Web frameworks such as Rails and Django has built-in support for "slugs" which are used to generate readable and SEO-friendly URLs:
A slug string typically contains only of the characters a-z
, 0-9
and -
and can hence be written without URL-escaping (think "foo%20bar").
I'm looking for a Perl slug function that given any valid Unicode string will return a slug representation (a-z
, 0-9
and -
).
A super trivial slug function would be something along the lines of:
$input = lc($input),
$input =~ s/[^a-z0-9-]//g;
However, this implementation would not handle internationalization and accents (I want ë
to become e
). One way around this would be to enumerate all special cases, but that would not be very elegant. I'm looking for something more well thought out and general.
My question:
A URL is a web address, and the slug is the part at the end that identifies the exact web page the URL points to. For example, “product-name” is the slug in www.ecommerce.com/category/product-name/. Like many page builders, a slug in WordPress defaults to the name of the web page.
A slug is the part of a URL that identifies a particular page on a website in an easy-to-read form. In other words, it's the part of the URL that explains the page's content. For this article, for example, the URL is https://yoast.com/slug, and the slug simply is 'slug'.
What is a slug? Well, the name “slug” comes from web publishing, and refers usually to part of a URL which identifies a page or resource. The name is based on the use of the word slug in the news media to indicate a short name given to an article for internal use.
The slugify
filter currently used in Django translates (roughly) to the following Perl code:
use Unicode::Normalize;
sub slugify($) {
my ($input) = @_;
$input = NFKD($input); # Normalize (decompose) the Unicode string
$input =~ tr/\000-\177//cd; # Strip non-ASCII characters (>127)
$input =~ s/[^\w\s-]//g; # Remove all characters that are not word characters (includes _), spaces, or hyphens
$input =~ s/^\s+|\s+$//g; # Trim whitespace from both ends
$input = lc($input);
$input =~ s/[-\s]+/-/g; # Replace all occurrences of spaces and hyphens with a single hyphen
return $input;
}
Since you also want to change accented characters to unaccented ones, throwing in a call to unidecode
(defined in Text::Unidecode
) before stripping the non-ASCII characters seems to be your best bet (as pointed out by phaylon).

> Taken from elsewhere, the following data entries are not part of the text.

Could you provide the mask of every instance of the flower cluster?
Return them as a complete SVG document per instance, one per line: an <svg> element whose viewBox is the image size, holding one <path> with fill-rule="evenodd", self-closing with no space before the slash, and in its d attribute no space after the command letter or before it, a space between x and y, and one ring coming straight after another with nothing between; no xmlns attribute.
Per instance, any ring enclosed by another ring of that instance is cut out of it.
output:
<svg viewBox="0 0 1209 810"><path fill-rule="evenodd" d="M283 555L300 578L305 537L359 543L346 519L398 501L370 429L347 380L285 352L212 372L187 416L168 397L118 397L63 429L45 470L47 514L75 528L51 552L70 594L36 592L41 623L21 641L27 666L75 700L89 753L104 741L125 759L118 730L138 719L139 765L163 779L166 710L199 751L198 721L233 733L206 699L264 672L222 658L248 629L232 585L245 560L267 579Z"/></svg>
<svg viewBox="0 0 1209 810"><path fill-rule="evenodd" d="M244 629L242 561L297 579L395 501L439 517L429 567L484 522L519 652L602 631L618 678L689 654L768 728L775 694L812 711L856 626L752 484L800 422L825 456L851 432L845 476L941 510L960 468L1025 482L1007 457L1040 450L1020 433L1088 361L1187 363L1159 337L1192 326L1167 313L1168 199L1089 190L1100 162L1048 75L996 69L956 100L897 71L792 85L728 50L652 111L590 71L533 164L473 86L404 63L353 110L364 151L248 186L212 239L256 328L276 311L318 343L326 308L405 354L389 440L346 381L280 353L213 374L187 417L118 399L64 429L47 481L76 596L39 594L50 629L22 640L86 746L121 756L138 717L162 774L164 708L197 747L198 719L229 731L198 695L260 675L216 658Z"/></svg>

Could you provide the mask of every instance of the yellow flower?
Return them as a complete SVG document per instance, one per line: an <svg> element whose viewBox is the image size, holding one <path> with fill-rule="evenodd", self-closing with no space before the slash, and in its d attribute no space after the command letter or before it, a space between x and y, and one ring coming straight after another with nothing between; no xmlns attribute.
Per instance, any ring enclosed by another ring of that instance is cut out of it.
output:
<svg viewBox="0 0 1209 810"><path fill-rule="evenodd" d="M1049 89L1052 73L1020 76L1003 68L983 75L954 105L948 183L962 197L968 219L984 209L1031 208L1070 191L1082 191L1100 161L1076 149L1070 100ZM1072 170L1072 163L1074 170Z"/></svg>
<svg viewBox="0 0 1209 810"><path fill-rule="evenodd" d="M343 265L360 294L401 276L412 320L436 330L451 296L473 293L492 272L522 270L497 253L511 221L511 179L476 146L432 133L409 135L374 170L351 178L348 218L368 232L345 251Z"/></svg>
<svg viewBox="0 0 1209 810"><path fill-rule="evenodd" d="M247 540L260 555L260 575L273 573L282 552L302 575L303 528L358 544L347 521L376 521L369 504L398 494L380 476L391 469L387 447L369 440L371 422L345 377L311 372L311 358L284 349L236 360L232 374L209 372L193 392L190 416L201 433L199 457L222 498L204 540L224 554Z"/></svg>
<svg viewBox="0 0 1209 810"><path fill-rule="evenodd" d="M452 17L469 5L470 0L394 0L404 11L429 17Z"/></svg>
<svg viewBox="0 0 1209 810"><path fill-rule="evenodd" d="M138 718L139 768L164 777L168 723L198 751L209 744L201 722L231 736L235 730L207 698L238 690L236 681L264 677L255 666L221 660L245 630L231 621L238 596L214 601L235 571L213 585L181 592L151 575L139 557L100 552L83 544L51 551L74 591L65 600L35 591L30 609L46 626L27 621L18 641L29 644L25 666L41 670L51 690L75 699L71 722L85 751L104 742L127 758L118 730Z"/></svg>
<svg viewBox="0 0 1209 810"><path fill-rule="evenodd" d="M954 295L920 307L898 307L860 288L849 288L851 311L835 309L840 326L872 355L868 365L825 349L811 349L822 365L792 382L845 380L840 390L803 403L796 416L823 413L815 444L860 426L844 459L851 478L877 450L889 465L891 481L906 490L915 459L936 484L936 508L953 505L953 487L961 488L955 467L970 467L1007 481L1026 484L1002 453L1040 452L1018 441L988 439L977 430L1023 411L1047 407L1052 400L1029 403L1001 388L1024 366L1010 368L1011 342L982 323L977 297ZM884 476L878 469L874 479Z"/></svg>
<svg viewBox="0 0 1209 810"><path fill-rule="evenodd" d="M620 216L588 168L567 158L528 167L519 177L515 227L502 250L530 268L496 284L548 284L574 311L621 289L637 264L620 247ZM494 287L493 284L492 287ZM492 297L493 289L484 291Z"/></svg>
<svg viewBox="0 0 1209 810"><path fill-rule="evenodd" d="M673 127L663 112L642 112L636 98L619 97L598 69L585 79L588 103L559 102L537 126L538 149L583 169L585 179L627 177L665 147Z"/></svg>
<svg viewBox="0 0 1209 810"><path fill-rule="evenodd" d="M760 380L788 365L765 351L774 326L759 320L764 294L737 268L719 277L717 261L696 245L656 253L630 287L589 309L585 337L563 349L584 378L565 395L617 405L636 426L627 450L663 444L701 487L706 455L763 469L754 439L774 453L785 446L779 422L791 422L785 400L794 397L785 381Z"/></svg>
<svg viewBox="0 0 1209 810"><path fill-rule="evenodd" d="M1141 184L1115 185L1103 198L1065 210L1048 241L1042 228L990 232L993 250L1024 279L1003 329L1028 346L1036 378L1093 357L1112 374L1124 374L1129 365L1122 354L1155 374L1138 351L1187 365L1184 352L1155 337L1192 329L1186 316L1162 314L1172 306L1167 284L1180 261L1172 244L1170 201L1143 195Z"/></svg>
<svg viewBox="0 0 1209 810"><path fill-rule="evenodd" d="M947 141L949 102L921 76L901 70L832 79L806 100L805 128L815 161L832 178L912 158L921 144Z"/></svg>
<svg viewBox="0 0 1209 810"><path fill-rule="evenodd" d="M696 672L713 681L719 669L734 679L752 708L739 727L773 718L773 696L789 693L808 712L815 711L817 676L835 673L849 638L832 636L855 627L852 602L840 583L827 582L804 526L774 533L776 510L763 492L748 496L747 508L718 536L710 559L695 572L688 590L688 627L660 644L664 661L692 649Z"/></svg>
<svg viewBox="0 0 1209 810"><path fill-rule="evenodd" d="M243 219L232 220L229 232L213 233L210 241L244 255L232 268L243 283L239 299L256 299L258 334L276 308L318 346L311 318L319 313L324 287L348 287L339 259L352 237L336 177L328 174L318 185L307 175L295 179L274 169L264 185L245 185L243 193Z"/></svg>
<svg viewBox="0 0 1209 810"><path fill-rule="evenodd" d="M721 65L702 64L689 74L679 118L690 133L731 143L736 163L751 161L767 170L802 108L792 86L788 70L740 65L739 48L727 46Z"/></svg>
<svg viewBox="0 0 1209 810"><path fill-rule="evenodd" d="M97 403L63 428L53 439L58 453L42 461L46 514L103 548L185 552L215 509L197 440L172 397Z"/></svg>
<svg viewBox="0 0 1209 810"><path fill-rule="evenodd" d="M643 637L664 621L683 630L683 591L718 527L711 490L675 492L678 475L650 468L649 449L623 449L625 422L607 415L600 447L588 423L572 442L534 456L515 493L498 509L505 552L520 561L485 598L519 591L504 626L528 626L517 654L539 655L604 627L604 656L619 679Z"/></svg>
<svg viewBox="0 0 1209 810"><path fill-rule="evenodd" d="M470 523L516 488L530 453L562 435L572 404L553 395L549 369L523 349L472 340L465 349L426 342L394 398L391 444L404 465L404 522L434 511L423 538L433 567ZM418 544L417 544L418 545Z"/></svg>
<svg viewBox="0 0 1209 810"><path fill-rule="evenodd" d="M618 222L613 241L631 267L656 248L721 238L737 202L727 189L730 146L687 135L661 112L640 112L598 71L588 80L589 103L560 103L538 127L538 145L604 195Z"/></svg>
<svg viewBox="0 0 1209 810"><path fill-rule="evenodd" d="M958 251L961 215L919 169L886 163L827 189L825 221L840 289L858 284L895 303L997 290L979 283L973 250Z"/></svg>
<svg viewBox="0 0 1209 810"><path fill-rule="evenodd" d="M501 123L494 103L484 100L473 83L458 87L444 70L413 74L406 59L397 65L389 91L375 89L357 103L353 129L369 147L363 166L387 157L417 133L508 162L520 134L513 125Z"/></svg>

In that case, the function could look like:
use Unicode::Normalize;
use Text::Unidecode;
sub slugify_unidecode($) {
my ($input) = @_;
$input = NFC($input); # Normalize (recompose) the Unicode string
$input = unidecode($input); # Convert non-ASCII characters to closest equivalents
$input =~ s/[^\w\s-]//g; # Remove all characters that are not word characters (includes _), spaces, or hyphens
$input =~ s/^\s+|\s+$//g; # Trim whitespace from both ends
$input = lc($input);
$input =~ s/[-\s]+/-/g; # Replace all occurrences of spaces and hyphens with a single hyphen
return $input;
}
The former works well for strings that are primarily ASCII, but falls short when the entire string is formed of non-ASCII characters, since they all get stripped out, leaving you with an empty string.
Sample output:
string | slugify | slugify_unidecode
-------------------------------------------------
hello world hello world hello world
北亰 bei-jing
liberté liberta liberte
Note how 北亰 gets slugifies to nothing with the Django-inspired implementation. Note also the difference the NFC normalization makes -- liberté becomes 'liberta' with NFKD after stripping out the second part of the decomposed character, but would becomes 'libert' after stripping out the re-assembled 'é' with NFC.
Are you looking for something like Text::Unidecode?